Garrosh trieb gerade seinen hechelnden Wolf an, um die Feste noch rechtzeitig zu erreichen, da sah er die Standarte der Allianz im Wind über der Nordwacht flattern. Vor Zorn schäumend brachte er sein Reittier zum Stehen, dann riss er den Kopf zurück und brüllte seine Wut hinaus. Malkorok, Baine und Vol’jin, die ihn begleiteten, versuchten gar nicht erst, ihn zu beruhigen, und sie taten gut daran.

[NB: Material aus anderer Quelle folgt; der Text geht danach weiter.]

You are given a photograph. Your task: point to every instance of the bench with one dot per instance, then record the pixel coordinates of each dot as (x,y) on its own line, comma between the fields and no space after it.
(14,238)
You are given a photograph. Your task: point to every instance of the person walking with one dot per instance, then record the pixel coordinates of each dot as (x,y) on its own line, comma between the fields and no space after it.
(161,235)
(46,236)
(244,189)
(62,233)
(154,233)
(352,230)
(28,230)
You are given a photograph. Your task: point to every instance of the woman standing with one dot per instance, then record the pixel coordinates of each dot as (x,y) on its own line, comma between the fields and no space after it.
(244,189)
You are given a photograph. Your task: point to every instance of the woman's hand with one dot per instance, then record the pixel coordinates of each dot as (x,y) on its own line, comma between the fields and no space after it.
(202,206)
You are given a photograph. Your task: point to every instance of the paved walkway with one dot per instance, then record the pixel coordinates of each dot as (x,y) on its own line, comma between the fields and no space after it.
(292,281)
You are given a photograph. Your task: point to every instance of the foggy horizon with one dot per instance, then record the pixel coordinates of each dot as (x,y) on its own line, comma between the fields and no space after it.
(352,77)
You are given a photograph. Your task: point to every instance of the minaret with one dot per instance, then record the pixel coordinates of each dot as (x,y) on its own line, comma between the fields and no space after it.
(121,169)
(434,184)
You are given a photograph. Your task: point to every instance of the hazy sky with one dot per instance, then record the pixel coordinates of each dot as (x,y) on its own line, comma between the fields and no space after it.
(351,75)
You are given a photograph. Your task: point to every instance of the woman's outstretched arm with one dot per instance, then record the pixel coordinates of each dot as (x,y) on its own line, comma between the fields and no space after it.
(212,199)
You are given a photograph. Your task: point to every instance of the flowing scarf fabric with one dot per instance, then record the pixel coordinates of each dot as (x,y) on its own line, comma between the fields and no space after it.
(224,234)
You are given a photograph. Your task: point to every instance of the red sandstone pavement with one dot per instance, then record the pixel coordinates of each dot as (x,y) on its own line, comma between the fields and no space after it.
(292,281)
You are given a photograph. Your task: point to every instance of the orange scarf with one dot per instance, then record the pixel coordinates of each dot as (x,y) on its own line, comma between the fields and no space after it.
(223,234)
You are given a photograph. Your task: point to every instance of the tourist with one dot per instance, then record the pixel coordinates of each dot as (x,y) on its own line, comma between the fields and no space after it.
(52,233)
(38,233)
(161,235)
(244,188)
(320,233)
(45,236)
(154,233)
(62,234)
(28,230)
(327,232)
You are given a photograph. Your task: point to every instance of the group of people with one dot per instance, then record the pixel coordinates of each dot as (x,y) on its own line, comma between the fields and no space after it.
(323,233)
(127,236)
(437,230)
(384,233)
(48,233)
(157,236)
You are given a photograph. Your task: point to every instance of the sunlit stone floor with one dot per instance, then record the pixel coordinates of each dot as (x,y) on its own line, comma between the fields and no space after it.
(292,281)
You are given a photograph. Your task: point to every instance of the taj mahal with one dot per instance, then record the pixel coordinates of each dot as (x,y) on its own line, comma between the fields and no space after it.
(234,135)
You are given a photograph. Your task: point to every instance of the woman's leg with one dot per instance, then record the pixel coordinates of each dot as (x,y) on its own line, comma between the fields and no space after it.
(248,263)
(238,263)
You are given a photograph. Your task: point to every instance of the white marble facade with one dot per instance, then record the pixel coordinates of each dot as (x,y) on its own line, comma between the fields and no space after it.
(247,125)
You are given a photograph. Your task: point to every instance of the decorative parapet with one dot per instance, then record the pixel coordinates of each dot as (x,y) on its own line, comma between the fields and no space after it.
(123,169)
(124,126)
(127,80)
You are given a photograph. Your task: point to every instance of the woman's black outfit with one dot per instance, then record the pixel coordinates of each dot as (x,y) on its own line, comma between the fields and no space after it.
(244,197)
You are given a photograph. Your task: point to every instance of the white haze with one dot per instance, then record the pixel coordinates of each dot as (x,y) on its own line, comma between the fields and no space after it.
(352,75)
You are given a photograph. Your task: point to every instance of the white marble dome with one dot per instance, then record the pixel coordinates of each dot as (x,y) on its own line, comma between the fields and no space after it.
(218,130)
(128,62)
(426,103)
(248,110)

Wie konnte das nur passieren?“, grollte der Kriegshäuptling, und seine goldbraunen Augen huschten über die Gesichter der anderen. „Wir hatten doch alle Trümpfe in der Hand! Ich habe Theramore zerstört, um ihren Willen zu brechen. Ich habe ihre Leute hinter einer Blockade gefangen. Ich habe ihnen Elementarwesen und selbst die Monster aus den Tiefen des Meeres entgegengeworfen. Und dennoch haben sie uns besiegt!“

Einer von Baines Fernläufern kam in raschem Tempo näher, bevor er seine Schritte verlangsamte. Dabei schien er alles andere als glücklich zu sein: der sprichwörtliche Überbringer schlechter Nachrichten. Baine bedeutete ihm mit einem Nicken, näher zu kommen, und der betreten dreinblickende Bote ging – sicherheitshalber ein paar Meter von Garrosh entfernt – auf die Knie.

„Kriegshäuptling, ich bringe Euch Neuigkeiten von der Nordwacht“, begann er.